In this case, there could chance of asymmetric brick.

<existing_logic>
---
# Set up the volume management
- name: Fetch the directory and volume details
  block:
    - name: Get the list of volumes on the machine
      shell: ls "{{ glusterd_libdir }}/vols"
      register: dir_list

    - set_fact:
        volumes: "{{ dir_list.stdout.split() }}"

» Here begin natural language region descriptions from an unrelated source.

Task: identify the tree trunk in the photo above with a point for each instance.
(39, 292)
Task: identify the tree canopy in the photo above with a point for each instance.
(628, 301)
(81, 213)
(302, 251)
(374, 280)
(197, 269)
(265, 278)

    # Find the list of bricks on the machine
    - name: Get the list of bricks corresponding to volume
      shell: >
        gluster vol info {{ item }} | grep "Brick.*{{ item }}:" |              <--------not greps for the hostname
        awk -F: '{ print $3 }'
      with_items: "{{ volumes }}"
      register: brick_list
</existing_logic>

So the new logic should do :

 -----> gluster volume info vmstore | grep {{gluster_maintenance_cluster_node}}  | awk -F: '{ print $3 }'

2. The above logic should also consider the possibility of nx3 replicate volume, where there could be more than
one entry per volume to be 'volume reset'

Comment 2 Gobinda Das 2020-05-26 11:29:52 UTC
PR: https://github.com/gluster/gluster-ansible/pull/108

Comment 4 SATHEESARAN 2020-05-27 05:49:23 UTC
(In reply to Gobinda Das from comment #2)
> PR: https://github.com/gluster/gluster-ansible/pull/108

Gobinda,

Lets track the replace-host playbook with this bug - https://bugzilla.redhat.com/show_bug.cgi?id=1641431

This bug is particularly to fix gluster-ansible-maintenance task that does volume restoration for
replace-host workflow

Comment 5 SATHEESARAN 2020-05-27 08:11:39 UTC
*** Bug 1840540 has been marked as a duplicate of this bug. ***

Comment 8 SATHEESARAN 2020-06-08 10:44:03 UTC
Tested with RHV 4.4.1 and gluster-ansible-maintenance-1.0.3.el8rhgs

There are 2 failures

1. Syntax error related to unremoved "-block" in the role
2. Semantic error, where the 'gluster_ansible_cluster_node' is used to replace host workflow

Comment 10 SATHEESARAN 2020-06-11 18:42:45 UTC
Verified with gluster-ansible-maintenance-1.0.1-4.el8rhgs

1. Once the host is replaced by the reinstalled version of host with same FQDN,
replace-brick worked good and that replace-brick command was successful

2. Healing got triggered post this operation

Comment 12 errata-xmlrpc 2020-06-16 05:57:32 UTC
Since the problem described in this bug report should be
resolved in a recent advisory, it has been closed with a
resolution of ERRATA.

For information on the advisory, and where to find the updated
files, follow the link below.

If the solution does not work for you, open a new bug report.

https://access.redhat.com/errata/RHEA-2020:2575